One of the fundamental questions that has dominated these debates is how you can define AI. After all, AI shouldn’t be binary; intelligence exists on a spectrum, and the spectrum for human intelligence could be very different from that for machine intelligence.

This very point was the downfall of one in every of the earliest attempts to control AI back in 2017 in New York, when auditors couldn’t agree on which systems ought to be classified as AI. Defining AI when designing regulation could be very difficult.

So perhaps we should always focus less on defining AI in a binary fashion, and more on the precise consequences of AI-driven actions.

What risks are we facing?

The speed of AI uptake in industries has taken everyone by surprise, and a few experts are anxious in regards to the way forward for work.

This week, IBM CEO Arvind Krishna announced the corporate might be replacing some 7,800 back-office jobs with AI in the following five years. We’ll must adapt how we manage AI because it becomes increasingly deployed for tasks once accomplished by humans.

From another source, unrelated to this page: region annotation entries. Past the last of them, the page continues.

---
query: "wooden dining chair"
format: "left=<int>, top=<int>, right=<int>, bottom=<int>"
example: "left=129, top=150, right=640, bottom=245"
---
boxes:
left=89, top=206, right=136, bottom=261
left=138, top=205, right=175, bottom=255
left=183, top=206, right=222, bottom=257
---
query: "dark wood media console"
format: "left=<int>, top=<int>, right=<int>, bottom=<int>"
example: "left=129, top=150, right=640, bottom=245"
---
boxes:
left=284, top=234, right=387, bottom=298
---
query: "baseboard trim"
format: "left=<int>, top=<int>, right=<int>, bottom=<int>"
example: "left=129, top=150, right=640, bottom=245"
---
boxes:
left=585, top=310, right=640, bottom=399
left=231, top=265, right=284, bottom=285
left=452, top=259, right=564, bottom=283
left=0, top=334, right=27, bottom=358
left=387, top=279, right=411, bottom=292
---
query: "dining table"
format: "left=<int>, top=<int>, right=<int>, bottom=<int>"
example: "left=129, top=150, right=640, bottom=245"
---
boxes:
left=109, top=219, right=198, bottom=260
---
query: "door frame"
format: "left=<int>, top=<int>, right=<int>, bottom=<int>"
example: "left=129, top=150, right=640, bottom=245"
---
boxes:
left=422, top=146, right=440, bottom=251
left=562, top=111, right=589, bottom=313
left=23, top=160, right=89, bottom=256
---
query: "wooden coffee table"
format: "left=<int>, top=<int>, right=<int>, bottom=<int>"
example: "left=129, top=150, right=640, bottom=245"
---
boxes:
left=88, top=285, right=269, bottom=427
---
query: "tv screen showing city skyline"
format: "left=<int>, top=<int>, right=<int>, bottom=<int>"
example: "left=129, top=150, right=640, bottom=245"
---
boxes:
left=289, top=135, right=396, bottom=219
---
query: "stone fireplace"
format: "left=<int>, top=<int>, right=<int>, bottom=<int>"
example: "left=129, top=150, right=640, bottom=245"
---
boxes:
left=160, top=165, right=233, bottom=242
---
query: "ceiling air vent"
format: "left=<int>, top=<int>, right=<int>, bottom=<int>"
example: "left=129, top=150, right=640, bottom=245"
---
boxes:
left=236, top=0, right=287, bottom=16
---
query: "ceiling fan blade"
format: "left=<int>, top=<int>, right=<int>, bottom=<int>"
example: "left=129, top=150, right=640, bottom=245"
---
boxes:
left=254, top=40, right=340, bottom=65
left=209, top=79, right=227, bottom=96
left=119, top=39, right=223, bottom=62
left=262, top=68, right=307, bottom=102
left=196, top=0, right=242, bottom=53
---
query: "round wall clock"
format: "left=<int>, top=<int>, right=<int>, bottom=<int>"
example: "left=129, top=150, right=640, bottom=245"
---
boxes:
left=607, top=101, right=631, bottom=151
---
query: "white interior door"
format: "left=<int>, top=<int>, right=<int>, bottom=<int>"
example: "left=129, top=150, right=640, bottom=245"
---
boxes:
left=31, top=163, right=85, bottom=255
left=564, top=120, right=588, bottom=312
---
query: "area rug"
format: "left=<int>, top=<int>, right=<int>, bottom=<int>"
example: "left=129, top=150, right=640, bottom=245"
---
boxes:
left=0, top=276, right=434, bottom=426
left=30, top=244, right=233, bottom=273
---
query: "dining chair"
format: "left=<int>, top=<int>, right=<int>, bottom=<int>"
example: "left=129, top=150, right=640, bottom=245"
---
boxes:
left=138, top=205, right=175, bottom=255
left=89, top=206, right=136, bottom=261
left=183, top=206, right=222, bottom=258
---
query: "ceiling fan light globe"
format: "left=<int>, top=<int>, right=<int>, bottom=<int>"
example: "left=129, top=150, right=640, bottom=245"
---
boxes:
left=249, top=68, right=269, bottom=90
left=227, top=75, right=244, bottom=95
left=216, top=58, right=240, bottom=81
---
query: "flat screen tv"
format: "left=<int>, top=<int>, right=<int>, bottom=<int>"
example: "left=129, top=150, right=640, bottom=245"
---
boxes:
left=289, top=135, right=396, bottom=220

More worryingly, AI’s ability to generate fake text, images and video is leading us right into a latest age of data manipulation. Our current methods of coping with human-generated misinformation won’t be enough to handle it.



Hinton can also be anxious in regards to the dangers of AI-driven autonomous weapons, and the way bad actors may leverage them to commit all types of atrocity.

These are just a few examples of how AI – and specifically, different characteristics of AI – can bring risk to the human world. To regulate AI productively and proactively, we want to think about these specific characteristics, and never apply recipes designed for human intelligence.

The excellent news is humans have learnt to administer potentially harmful technologies before, and AI isn’t any different.